“Stars and Stripes” has run an extensive article about winter holidaying in Valbona, Albania, where are “no ski lifts, but also no crowds”.
Valbona has been gaining in popularity as a summer hiking destination, but in winter, you’re unlikely to bump into tourists.
The Accursed Mountains at Valbona, Albania — a ski destination like no other — the trail we would cut on our 3,000-vertical-foot climb that day would be the only ski tracks in sight.
With a soundtrack of livestock bells and a landscape of dramatic peaks, the isolated valley of Valbona suggests the Swiss Alps, but without the annoyance of lifts and people. If ski touring in wild mountains is your thing, it’s Mecca.
Albania has opened up greatly since Hoxha’s death in 1985. Evidence of his 40-year reign is plentiful, though, from the blocky monstrosities that make up the skyline of the capital, Tirana, to the tens of thousands of concrete bunkers he ordered constructed, ostensibly to prepare for a war with Yugoslavia that never came.

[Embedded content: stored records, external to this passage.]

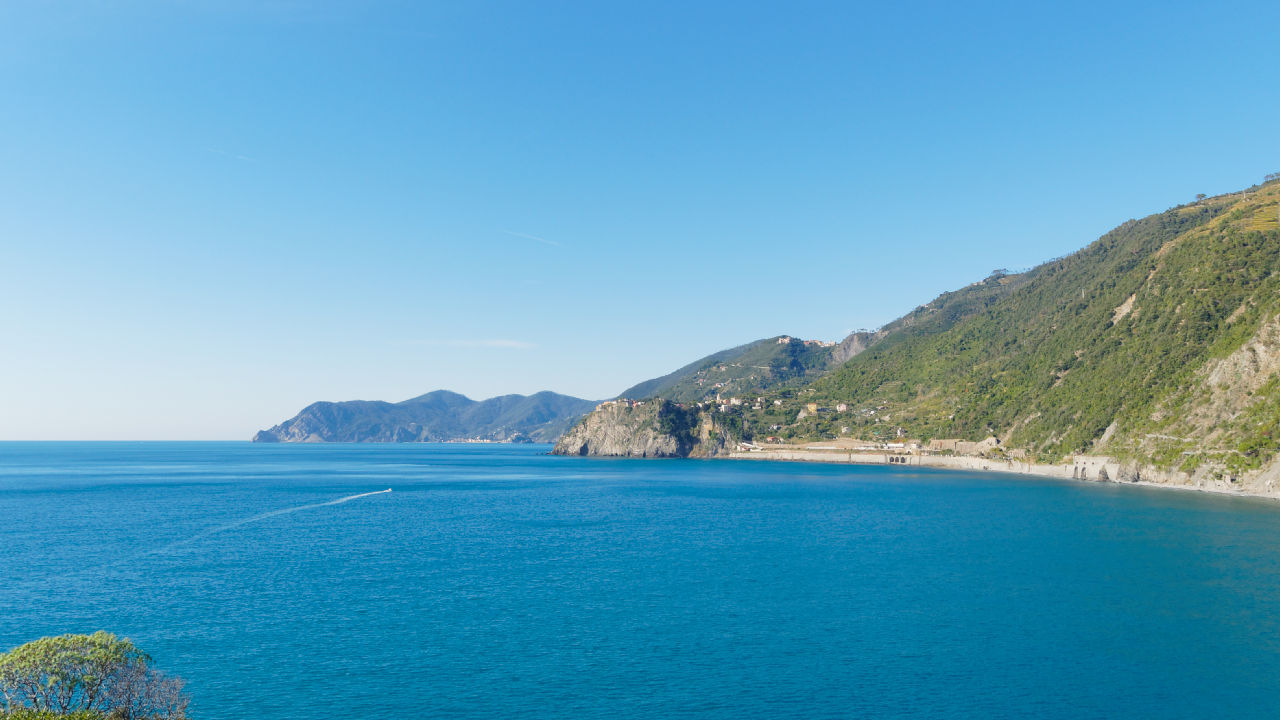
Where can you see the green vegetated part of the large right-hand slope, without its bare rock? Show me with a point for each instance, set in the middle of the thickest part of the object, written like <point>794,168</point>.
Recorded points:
<point>1089,340</point>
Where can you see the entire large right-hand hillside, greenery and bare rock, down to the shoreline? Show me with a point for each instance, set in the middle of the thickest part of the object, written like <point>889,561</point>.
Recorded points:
<point>1119,348</point>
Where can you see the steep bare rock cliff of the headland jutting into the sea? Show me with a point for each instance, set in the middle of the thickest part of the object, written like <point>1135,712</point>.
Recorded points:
<point>625,430</point>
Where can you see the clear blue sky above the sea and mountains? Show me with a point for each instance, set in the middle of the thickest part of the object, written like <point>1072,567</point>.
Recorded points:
<point>213,213</point>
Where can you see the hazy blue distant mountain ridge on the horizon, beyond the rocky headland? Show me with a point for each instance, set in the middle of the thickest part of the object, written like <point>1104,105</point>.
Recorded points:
<point>436,417</point>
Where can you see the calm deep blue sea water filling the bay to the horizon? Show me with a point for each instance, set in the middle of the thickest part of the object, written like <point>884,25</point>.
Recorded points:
<point>500,582</point>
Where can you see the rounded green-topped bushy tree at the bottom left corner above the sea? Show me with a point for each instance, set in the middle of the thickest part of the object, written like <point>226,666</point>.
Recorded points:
<point>97,676</point>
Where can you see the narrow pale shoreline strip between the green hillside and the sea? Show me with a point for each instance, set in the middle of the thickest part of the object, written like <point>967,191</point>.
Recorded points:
<point>1064,472</point>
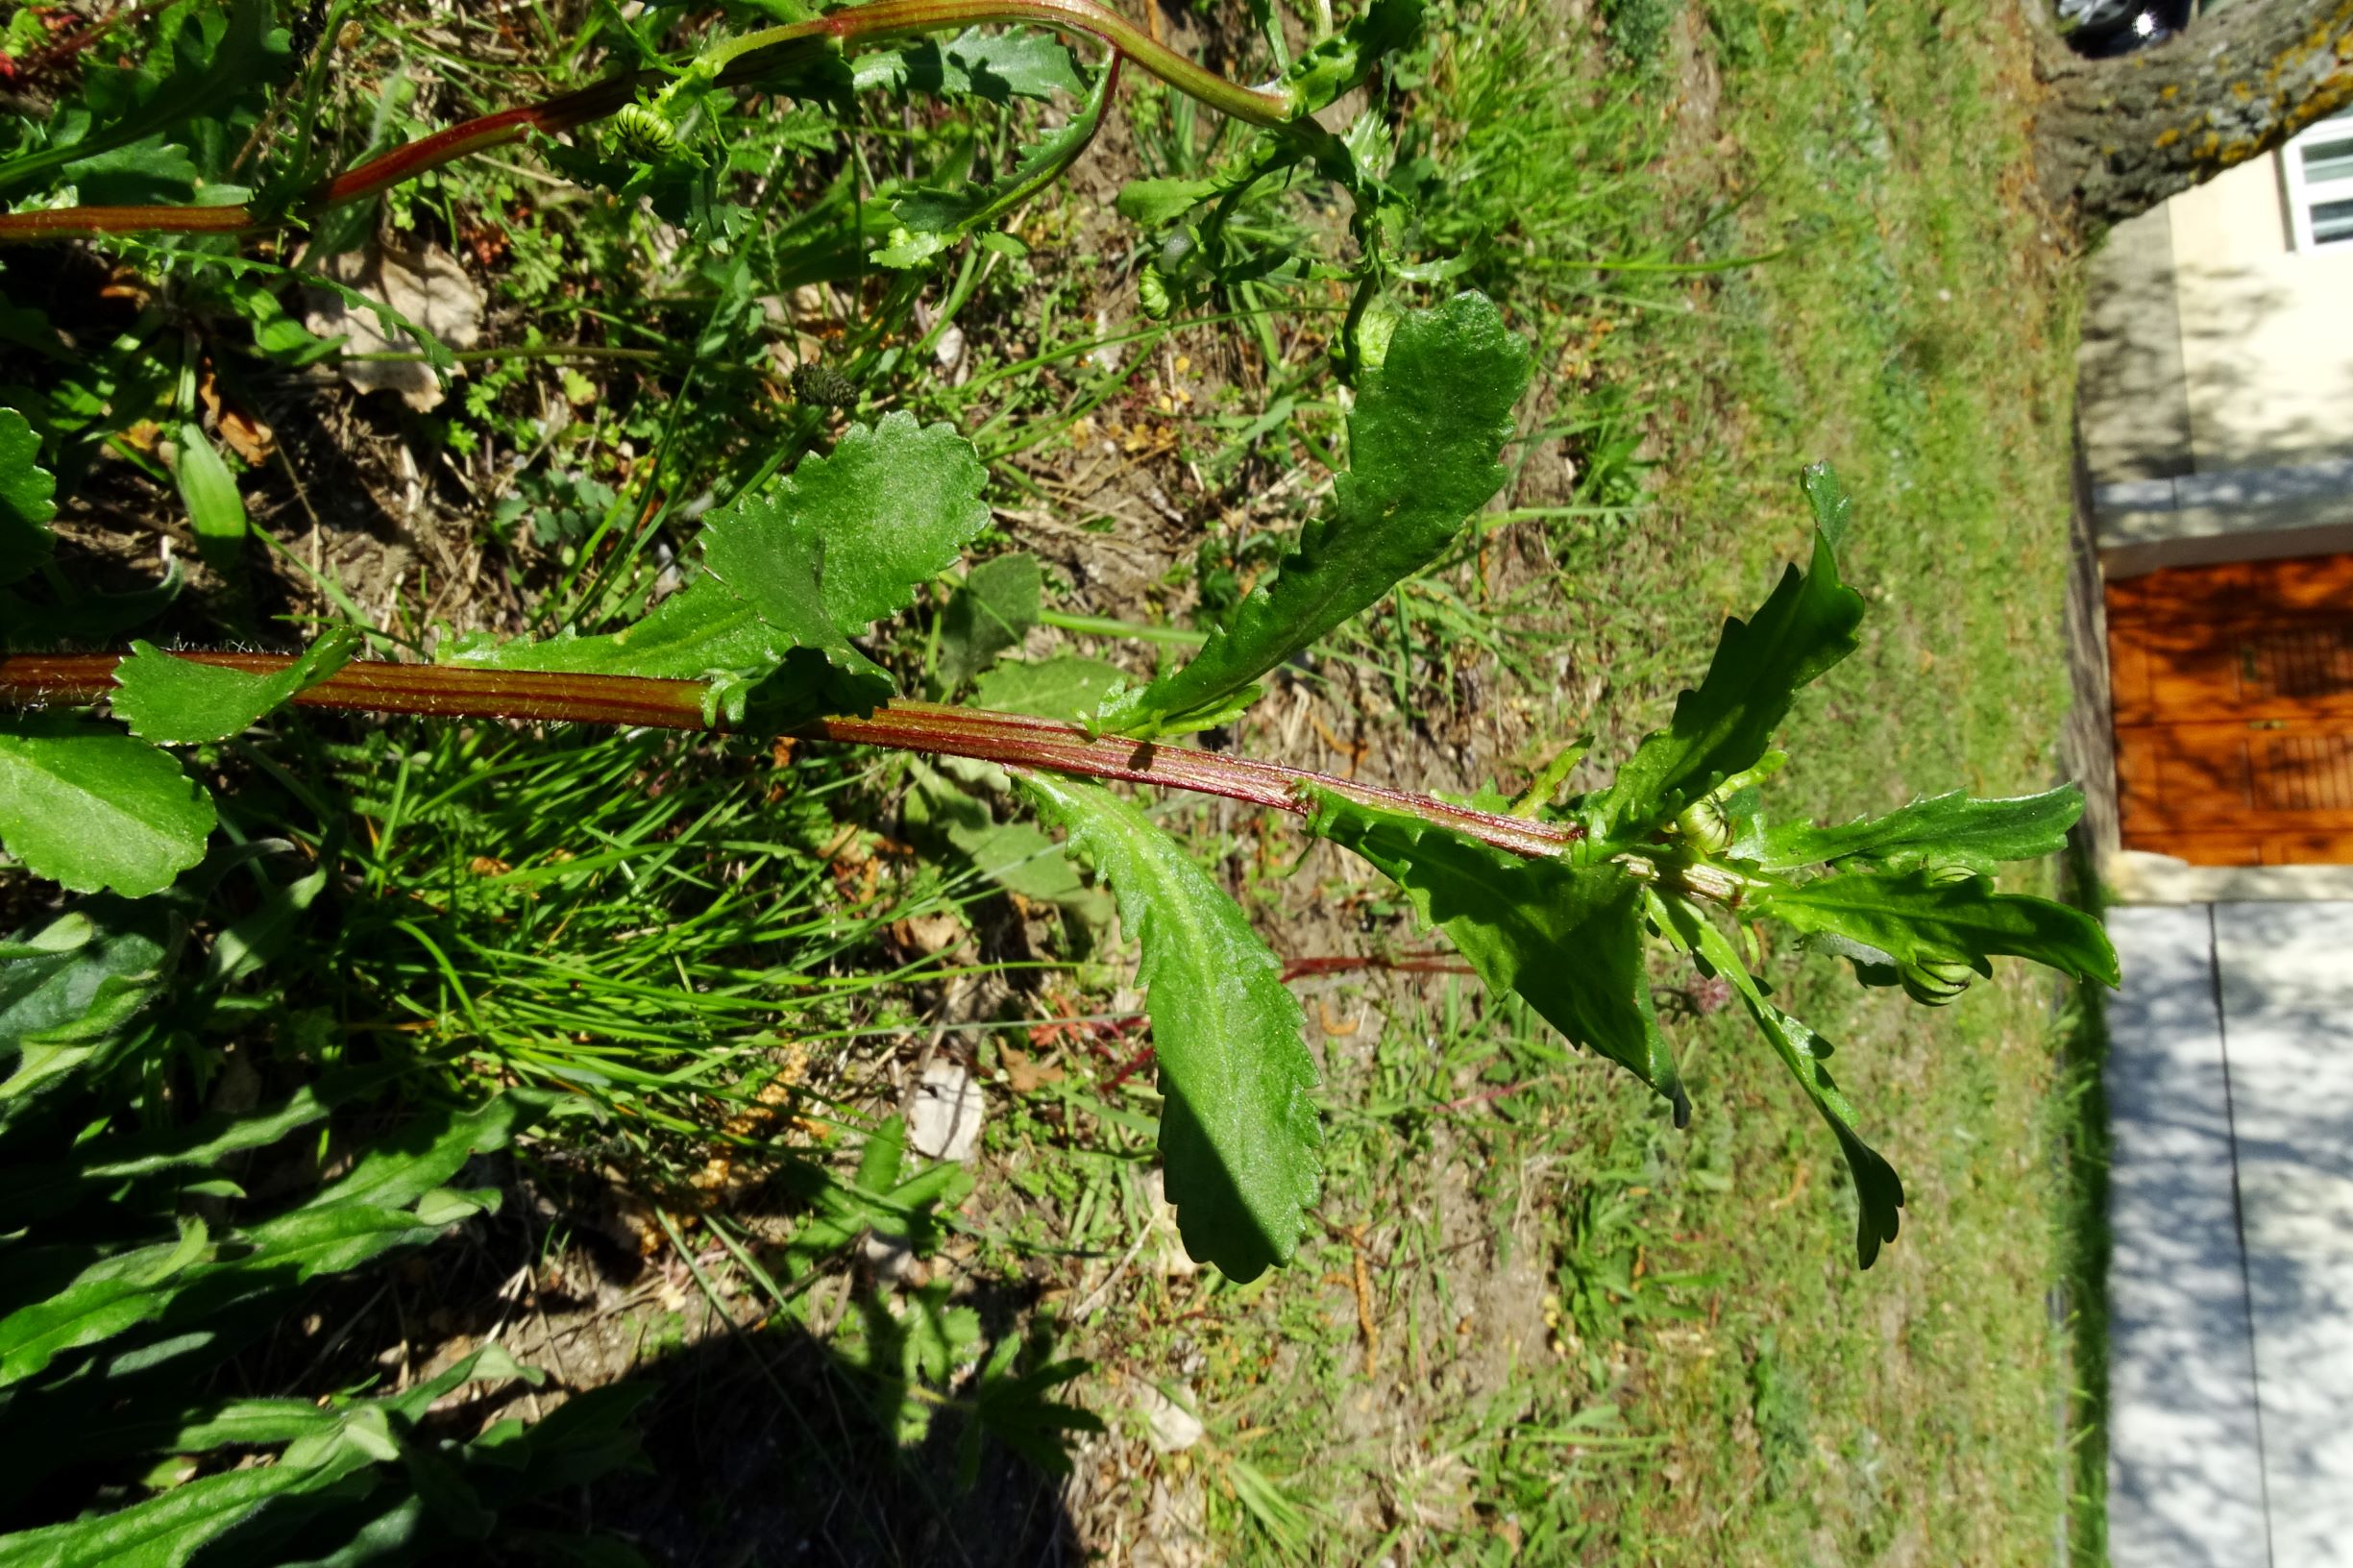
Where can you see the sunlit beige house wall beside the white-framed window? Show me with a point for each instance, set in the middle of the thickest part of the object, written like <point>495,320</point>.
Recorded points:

Albania still feels like the frontier of Europe, but a budding tourism industry has made many of the country’s little-visited wild places more accessible. Much of the country is dotted by the Albanian Alps, a mountain chain that stretches across northern Albania, with some of Europe’s best skiing and not a single chair lift to access it. That means no one to compete with for tracks if you’re willing to put some skins on and work for your turns.
In Valbona, home to roughly 100 families, that trickle of tourism has been a lifeline for farmers who have seen state subsidies diminish since the end of communism. With harsh winters and limited grazing, eking out a living as a herder would be impossible for some without the added income from visitors.